In today's New York Times (July 23), David Brooks has an op-ed essay on "The Moral Naturalists," which comments on some of the researchers who explain morality as rooted in human evolutionary psychology. Despite the brevity of the essay, he makes some good points, especially in the opening and closing paragraphs.
At the beginning, he writes:
"Where does our sense of right and wrong come from? Most people think it is a gift of God, who revealed His laws and elevates us with His love. A smaller number think that we figure the rules out for outselves, using our capacity to reason and choosing a philosophical system to live by.
"Moral naturalists, on the other hand, believe that we have moral sentiments that have emerged from a long history of relationships. To learn about morality, you don't rely upon revelation or metaphysics: you observe people as they live."
I agree with the moral naturalists here in their empirical approach to morality--studying morality as it is manifested in how human beings live, rather than making a transcendent appeal to revelation or metaphysics.
At the end of his essay, Brooks writes:
"For people wary of abstract theorizing, it's nice to see people investigating morality in ways that are concrete and empirical. But their approach does have certain implicit tendencies.
"They emphasize group-cohesion over individual dissent. They emphasize the cooperative virtues, like empathy, over the competitive virtues, like the thirst for recognition and superiority. At this conference, they barely mentioned the yearning for transcendence and the sacred, which plays such a major role in every human society.
"Their implied description of the moral life is gentle, fair and grounded. But it is all lower case. So far, at least, it might not satisfy those who want their morality to be awesome, formidable, transcendent or great."
By contrast, I do recognize the competitive virtues by acknowledging the natural desires for social status, political rule, and courage in war. I also recognize the tragic conflicts that arise from diverse ranking of the natural desires that distinguish one moral tradition from another and one individual from another. And I recognize the yearning for the transcendent as an expression of the natural desire for religious understanding.

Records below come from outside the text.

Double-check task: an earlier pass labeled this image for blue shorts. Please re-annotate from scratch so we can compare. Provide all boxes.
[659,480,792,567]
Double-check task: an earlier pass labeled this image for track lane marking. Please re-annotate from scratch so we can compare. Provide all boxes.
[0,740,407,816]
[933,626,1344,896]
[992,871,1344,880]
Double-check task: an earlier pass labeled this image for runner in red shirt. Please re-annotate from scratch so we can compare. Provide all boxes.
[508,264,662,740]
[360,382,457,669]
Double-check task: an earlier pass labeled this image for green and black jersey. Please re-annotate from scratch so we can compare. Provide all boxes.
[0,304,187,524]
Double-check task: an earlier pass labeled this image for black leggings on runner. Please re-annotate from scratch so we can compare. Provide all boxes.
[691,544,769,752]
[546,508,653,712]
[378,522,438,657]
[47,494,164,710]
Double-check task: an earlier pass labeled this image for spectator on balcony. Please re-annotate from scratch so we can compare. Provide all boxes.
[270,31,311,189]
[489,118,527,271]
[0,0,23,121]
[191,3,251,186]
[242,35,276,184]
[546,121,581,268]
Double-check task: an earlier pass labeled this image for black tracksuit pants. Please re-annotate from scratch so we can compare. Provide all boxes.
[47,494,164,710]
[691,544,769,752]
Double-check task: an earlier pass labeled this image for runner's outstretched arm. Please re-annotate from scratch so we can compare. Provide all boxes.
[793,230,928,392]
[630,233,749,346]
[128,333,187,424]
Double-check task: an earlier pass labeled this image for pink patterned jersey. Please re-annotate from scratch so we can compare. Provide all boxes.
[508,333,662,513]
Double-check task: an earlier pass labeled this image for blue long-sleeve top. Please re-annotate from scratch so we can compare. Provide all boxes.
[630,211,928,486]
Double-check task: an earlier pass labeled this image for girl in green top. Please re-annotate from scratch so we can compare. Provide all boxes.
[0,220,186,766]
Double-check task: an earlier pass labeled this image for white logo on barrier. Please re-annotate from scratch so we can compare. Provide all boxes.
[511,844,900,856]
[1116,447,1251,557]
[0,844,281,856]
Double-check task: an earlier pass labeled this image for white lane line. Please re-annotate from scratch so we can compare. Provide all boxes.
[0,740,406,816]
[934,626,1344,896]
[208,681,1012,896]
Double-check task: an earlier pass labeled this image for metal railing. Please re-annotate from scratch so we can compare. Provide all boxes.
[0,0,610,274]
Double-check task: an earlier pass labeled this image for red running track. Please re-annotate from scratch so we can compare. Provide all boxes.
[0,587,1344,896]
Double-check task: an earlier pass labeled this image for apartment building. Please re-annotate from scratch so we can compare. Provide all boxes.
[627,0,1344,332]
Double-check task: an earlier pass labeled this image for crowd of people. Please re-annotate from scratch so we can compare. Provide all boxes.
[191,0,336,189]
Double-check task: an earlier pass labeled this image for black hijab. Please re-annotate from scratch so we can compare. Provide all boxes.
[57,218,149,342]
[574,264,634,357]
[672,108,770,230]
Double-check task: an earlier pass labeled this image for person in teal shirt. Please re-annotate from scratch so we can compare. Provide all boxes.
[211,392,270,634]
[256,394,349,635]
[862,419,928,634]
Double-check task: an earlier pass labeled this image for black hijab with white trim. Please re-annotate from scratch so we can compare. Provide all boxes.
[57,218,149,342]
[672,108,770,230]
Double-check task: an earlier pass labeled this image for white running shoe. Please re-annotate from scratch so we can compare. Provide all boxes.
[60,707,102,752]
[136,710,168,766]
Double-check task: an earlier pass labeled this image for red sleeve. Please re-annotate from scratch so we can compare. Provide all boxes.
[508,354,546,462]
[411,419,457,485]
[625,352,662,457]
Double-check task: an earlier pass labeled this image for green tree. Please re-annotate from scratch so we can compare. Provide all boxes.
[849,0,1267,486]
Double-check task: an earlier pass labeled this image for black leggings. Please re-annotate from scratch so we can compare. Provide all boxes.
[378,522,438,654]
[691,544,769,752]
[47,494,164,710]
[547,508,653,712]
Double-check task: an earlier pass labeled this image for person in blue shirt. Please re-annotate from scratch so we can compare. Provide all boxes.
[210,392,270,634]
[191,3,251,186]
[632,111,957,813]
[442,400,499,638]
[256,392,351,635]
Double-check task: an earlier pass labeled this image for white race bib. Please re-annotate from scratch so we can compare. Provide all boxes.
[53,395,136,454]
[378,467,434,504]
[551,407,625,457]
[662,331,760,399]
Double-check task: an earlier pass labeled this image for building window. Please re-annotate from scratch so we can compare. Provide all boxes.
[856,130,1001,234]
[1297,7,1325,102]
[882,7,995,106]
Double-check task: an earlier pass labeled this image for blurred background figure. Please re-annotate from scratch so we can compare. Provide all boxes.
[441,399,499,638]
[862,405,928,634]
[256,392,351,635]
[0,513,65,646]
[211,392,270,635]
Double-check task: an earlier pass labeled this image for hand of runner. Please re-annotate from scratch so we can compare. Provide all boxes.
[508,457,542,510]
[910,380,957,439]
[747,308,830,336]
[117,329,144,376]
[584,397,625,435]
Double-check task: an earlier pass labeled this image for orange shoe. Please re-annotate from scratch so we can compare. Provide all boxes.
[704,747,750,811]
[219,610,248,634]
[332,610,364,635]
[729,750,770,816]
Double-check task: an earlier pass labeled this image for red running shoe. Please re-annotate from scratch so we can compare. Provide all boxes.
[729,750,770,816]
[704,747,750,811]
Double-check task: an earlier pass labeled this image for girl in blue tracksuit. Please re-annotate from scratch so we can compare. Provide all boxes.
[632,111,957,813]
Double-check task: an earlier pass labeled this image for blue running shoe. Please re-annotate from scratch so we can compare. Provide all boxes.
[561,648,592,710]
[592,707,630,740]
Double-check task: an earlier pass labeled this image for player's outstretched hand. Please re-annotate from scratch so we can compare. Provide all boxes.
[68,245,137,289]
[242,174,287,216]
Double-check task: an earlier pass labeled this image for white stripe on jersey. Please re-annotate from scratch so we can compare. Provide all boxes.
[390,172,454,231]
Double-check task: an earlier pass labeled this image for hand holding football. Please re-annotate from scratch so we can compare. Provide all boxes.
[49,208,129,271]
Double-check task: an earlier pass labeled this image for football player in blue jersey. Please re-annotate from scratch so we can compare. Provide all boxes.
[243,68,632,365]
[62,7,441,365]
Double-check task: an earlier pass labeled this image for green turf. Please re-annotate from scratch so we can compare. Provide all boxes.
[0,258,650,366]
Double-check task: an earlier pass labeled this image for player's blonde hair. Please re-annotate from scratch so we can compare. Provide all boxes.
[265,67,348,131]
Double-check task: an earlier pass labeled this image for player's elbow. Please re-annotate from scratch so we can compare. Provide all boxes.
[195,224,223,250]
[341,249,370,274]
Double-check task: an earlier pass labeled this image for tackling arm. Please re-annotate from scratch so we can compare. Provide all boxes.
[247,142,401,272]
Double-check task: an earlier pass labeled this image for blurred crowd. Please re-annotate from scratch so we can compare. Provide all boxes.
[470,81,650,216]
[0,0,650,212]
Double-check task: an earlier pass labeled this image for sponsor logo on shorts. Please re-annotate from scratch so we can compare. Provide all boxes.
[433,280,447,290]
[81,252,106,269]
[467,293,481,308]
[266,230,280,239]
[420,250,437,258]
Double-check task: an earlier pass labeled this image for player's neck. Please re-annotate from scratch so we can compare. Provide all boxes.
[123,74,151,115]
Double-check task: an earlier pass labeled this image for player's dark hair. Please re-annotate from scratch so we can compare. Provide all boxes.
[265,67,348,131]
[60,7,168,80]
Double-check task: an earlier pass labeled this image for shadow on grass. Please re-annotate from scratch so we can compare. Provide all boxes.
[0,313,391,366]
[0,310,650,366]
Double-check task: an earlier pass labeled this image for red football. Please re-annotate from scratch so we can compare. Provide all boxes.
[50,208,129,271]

Brooks highlights the work of Jonthan Haidt, Marc Hauser, and Paul Bloom. Some of my posts on these three can be found here, here, and here.
My most recent work(pg. 3) has dealt with bridging the work of these people to Hayek's spontaneous order theory, which I think answers some of Brook's concerns. At least, I'll try to answer them more clearly in my paper for an upcoming edition of Advances in Austrian Economics, which is what I'm working on now.